A new audiobook, published by Penguin and based on the Arts and Humanities Research Council (AHRC) and BBC Radio 3 New Generation Thinkers scheme, will bring exciting arts and humanities research to new audiences.
These intriguing radio essays represent the breadth of excellent arts and humanities research across the UK, with topics including:
- a pirate’s cookbook
- prison breaks
- the Berlin techno scene
- women in science fiction.
The Instant Expert audiobook is available from all major audiobook retailers, including the Penguin website.
Researchers live on air
Since 2010, AHRC and BBC Radio 3 have joined forces to develop a new generation of academics who can bring the best of university research and scholarly ideas to a broad audience, through public engagement.
Each year, 10 early career researchers are selected to receive media training from top BBC producers and bring their work to life on BBC Radio 3.
The scheme is open to all UK-based PhD students or researchers in the first eight years of their career working on any aspect of the arts and humanities. The 2022 scheme is open for applications until 23 September.
A decade of thinkers
In 10 years, New Generation Thinkers have gone from a small group of early career researchers to become over 100 leading figures in the community.
Professor Shahidha Bari was among the first cohort of New Generation Thinkers in 2011. Now a professor of fashion cultures and histories at London College of Fashion, Professor Bari is also a regular contributor to national newspapers and a radio presenter.
Professor Shahidha Bari says:
Though I didn’t know it at the time, being chosen as a New Generation Thinker was the start of an entirely new type of career.

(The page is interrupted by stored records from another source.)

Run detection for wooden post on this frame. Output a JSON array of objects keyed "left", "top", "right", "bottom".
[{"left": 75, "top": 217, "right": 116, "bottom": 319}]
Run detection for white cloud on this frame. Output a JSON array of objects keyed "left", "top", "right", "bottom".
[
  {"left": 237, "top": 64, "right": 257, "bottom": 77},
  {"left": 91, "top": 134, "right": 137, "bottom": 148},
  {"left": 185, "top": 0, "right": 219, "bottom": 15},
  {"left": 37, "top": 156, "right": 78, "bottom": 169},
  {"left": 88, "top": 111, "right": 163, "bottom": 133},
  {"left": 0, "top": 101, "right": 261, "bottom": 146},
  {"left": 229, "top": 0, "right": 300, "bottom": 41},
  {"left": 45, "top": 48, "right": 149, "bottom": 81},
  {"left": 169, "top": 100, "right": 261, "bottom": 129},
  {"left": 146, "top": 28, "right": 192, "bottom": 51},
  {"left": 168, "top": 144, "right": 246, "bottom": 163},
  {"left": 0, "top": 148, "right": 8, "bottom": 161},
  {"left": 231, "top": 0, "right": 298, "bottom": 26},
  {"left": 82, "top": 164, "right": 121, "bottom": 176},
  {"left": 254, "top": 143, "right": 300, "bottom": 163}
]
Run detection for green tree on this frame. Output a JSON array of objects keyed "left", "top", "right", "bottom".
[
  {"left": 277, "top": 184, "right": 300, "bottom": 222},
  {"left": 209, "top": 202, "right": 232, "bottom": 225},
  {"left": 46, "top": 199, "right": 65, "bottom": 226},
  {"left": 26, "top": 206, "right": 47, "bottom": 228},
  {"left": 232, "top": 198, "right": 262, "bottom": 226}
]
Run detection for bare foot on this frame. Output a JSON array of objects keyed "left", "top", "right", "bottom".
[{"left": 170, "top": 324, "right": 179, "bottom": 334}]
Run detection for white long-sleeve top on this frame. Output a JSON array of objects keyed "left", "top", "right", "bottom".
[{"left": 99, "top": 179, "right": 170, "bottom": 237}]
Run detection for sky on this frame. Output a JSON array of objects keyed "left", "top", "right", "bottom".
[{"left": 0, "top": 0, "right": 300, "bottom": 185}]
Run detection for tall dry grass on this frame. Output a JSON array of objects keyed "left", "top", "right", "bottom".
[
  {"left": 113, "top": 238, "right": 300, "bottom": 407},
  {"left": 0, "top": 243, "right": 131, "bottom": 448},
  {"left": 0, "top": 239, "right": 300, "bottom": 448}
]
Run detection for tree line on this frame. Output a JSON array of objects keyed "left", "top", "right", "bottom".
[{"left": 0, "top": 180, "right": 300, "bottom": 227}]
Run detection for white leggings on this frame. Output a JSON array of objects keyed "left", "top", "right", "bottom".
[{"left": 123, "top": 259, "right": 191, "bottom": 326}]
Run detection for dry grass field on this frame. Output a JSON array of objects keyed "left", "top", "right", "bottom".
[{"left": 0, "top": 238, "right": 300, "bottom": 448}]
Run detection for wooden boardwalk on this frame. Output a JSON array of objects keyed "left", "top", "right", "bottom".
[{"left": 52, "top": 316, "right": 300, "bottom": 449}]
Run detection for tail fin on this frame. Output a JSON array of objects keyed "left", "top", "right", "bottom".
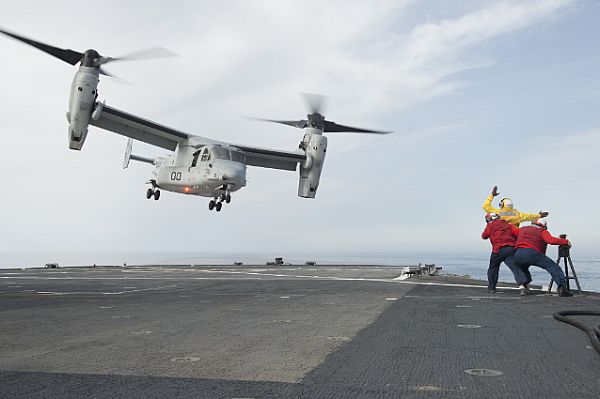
[
  {"left": 123, "top": 139, "right": 155, "bottom": 169},
  {"left": 123, "top": 139, "right": 133, "bottom": 169}
]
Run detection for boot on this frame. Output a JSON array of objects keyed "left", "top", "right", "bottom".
[{"left": 558, "top": 285, "right": 573, "bottom": 296}]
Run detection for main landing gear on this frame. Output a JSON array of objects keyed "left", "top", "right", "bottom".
[{"left": 208, "top": 193, "right": 231, "bottom": 212}]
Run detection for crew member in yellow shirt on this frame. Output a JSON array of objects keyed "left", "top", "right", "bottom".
[{"left": 483, "top": 186, "right": 548, "bottom": 227}]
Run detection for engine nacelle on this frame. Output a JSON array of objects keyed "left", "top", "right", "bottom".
[
  {"left": 67, "top": 66, "right": 99, "bottom": 150},
  {"left": 298, "top": 133, "right": 327, "bottom": 198}
]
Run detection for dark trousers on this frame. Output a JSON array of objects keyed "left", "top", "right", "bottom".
[
  {"left": 515, "top": 248, "right": 567, "bottom": 286},
  {"left": 488, "top": 246, "right": 527, "bottom": 290}
]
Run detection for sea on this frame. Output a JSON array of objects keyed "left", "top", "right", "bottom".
[{"left": 0, "top": 251, "right": 600, "bottom": 292}]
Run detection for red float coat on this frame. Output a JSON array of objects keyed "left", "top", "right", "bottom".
[
  {"left": 481, "top": 219, "right": 519, "bottom": 253},
  {"left": 515, "top": 226, "right": 569, "bottom": 254}
]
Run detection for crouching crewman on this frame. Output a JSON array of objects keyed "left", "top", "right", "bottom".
[
  {"left": 515, "top": 219, "right": 573, "bottom": 296},
  {"left": 481, "top": 213, "right": 528, "bottom": 293}
]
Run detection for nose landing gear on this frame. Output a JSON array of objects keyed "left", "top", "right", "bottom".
[
  {"left": 146, "top": 180, "right": 160, "bottom": 201},
  {"left": 208, "top": 192, "right": 231, "bottom": 212}
]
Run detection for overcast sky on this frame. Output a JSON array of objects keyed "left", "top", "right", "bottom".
[{"left": 0, "top": 0, "right": 600, "bottom": 262}]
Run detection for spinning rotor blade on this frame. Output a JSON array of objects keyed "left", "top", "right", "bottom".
[
  {"left": 100, "top": 47, "right": 177, "bottom": 65},
  {"left": 249, "top": 118, "right": 308, "bottom": 129},
  {"left": 0, "top": 29, "right": 83, "bottom": 65},
  {"left": 323, "top": 121, "right": 391, "bottom": 134}
]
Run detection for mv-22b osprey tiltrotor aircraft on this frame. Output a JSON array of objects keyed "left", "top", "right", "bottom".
[{"left": 0, "top": 29, "right": 389, "bottom": 211}]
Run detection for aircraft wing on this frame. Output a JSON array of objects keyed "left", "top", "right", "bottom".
[
  {"left": 90, "top": 103, "right": 306, "bottom": 170},
  {"left": 232, "top": 144, "right": 306, "bottom": 170},
  {"left": 90, "top": 104, "right": 216, "bottom": 151}
]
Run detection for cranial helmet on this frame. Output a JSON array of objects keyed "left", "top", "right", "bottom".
[
  {"left": 498, "top": 198, "right": 513, "bottom": 209},
  {"left": 485, "top": 212, "right": 500, "bottom": 223},
  {"left": 531, "top": 219, "right": 548, "bottom": 229}
]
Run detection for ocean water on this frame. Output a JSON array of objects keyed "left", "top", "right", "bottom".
[{"left": 0, "top": 250, "right": 600, "bottom": 292}]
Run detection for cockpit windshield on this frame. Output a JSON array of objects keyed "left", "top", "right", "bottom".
[
  {"left": 213, "top": 146, "right": 229, "bottom": 160},
  {"left": 231, "top": 150, "right": 246, "bottom": 163}
]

Mike Collins, Head of Public Engagement at the Arts and Humanities Research Council says:
We are so proud to launch this audiobook, which celebrates a decade of work with BBC Radio 3 to bring arts and humanities research to a public audience.
Our New Generation Thinkers study what it means to be human: why we flourish and falter, our history, the challenges of the present, and the possibilities of the future. Their work has inspired many, and I hope this audiobook will inspire new audiences too.

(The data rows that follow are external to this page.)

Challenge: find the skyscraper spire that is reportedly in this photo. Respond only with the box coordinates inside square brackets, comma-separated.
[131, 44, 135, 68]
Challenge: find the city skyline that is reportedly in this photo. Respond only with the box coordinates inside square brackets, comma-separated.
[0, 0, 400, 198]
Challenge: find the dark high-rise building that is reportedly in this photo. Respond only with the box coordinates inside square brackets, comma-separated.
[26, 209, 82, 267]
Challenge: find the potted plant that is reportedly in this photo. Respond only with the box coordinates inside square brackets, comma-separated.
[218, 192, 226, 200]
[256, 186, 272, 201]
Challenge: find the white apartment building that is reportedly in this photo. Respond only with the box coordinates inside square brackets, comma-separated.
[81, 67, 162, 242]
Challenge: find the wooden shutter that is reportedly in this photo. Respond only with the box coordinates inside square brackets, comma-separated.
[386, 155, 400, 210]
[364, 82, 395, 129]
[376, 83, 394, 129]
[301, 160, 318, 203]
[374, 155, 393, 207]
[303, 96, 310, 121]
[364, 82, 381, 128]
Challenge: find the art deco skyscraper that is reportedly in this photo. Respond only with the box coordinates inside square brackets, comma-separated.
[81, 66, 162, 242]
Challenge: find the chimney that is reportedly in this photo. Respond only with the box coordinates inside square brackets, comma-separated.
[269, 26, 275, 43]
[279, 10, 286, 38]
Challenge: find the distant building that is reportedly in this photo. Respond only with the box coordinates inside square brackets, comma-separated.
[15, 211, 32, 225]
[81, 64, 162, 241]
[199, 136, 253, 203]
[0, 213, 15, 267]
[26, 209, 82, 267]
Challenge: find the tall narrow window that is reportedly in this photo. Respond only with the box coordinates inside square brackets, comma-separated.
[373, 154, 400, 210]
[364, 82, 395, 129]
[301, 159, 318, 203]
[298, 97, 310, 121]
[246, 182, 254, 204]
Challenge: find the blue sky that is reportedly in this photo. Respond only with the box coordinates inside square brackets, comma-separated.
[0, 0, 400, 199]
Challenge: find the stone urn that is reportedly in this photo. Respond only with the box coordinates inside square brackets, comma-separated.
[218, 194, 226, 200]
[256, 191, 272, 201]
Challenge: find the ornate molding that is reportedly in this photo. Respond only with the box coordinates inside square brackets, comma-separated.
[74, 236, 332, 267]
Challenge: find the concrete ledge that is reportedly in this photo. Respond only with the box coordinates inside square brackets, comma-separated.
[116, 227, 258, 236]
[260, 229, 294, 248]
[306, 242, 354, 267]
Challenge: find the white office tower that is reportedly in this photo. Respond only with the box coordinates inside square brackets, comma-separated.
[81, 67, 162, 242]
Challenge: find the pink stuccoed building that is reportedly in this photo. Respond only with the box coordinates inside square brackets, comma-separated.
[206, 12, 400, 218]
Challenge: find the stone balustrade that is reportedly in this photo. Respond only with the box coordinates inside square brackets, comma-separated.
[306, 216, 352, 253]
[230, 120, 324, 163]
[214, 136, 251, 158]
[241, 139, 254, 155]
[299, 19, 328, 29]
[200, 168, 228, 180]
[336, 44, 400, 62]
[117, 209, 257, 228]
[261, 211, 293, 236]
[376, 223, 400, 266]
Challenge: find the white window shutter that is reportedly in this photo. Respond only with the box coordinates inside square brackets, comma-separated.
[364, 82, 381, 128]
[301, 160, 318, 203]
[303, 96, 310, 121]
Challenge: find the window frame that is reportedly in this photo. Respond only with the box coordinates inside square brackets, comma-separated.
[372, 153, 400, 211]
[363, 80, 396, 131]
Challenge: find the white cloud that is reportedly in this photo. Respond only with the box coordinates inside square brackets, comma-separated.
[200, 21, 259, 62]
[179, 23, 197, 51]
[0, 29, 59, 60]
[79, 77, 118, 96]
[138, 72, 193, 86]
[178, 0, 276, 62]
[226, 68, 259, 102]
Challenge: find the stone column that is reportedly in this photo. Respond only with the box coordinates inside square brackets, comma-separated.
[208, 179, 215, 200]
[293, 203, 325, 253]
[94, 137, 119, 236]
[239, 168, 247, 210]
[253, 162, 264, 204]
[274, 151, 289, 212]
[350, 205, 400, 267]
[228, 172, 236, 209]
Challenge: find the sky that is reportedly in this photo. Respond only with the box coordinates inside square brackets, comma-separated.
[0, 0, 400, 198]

As we look to 2022 and the scheme’s own future, we’re excited to welcome the next group of New Generation Thinkers and would encourage our community to apply.

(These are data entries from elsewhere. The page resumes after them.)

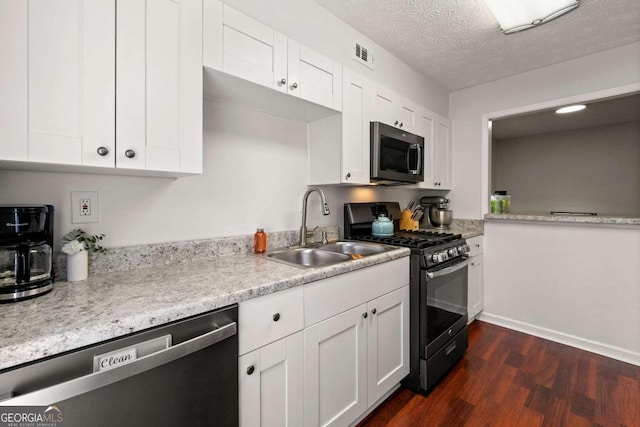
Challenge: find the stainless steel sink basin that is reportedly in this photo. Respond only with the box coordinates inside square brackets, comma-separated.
[318, 242, 389, 255]
[264, 241, 394, 268]
[266, 248, 352, 268]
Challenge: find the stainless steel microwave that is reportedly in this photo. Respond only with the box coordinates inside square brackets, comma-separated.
[371, 122, 424, 185]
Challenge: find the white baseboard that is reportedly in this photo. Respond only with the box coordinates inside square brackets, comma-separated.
[476, 311, 640, 366]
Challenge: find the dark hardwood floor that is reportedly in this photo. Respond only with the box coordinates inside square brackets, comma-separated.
[358, 321, 640, 427]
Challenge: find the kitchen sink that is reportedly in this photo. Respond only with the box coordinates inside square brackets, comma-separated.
[318, 242, 389, 255]
[266, 248, 352, 268]
[264, 241, 395, 268]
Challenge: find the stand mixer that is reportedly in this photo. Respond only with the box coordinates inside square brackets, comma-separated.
[420, 197, 453, 230]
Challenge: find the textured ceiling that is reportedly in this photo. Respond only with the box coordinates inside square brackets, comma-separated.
[315, 0, 640, 91]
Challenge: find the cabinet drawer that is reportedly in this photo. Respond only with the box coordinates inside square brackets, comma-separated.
[238, 287, 304, 355]
[304, 257, 409, 327]
[467, 236, 484, 256]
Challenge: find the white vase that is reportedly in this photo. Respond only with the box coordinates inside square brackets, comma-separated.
[67, 251, 89, 282]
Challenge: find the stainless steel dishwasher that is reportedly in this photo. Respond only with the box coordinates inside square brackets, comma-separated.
[0, 305, 238, 427]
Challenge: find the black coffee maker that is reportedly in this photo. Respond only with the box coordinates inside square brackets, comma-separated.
[0, 205, 54, 303]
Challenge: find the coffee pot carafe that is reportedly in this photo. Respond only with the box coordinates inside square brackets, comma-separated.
[0, 205, 54, 302]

The audiobook has something for every interest:
- Sarah Dillon explores roles for women in science fiction and whether the genre is sexist
- Joe Moshenska delves into the diet of a seventeenth century pirate
- Charlotte Blease questions the relationship between doctors and patients
- Dafydd Mills Daniel discusses the origins of human rights
- Edmund Richardson tells the story of Alexander the Great’s lost city.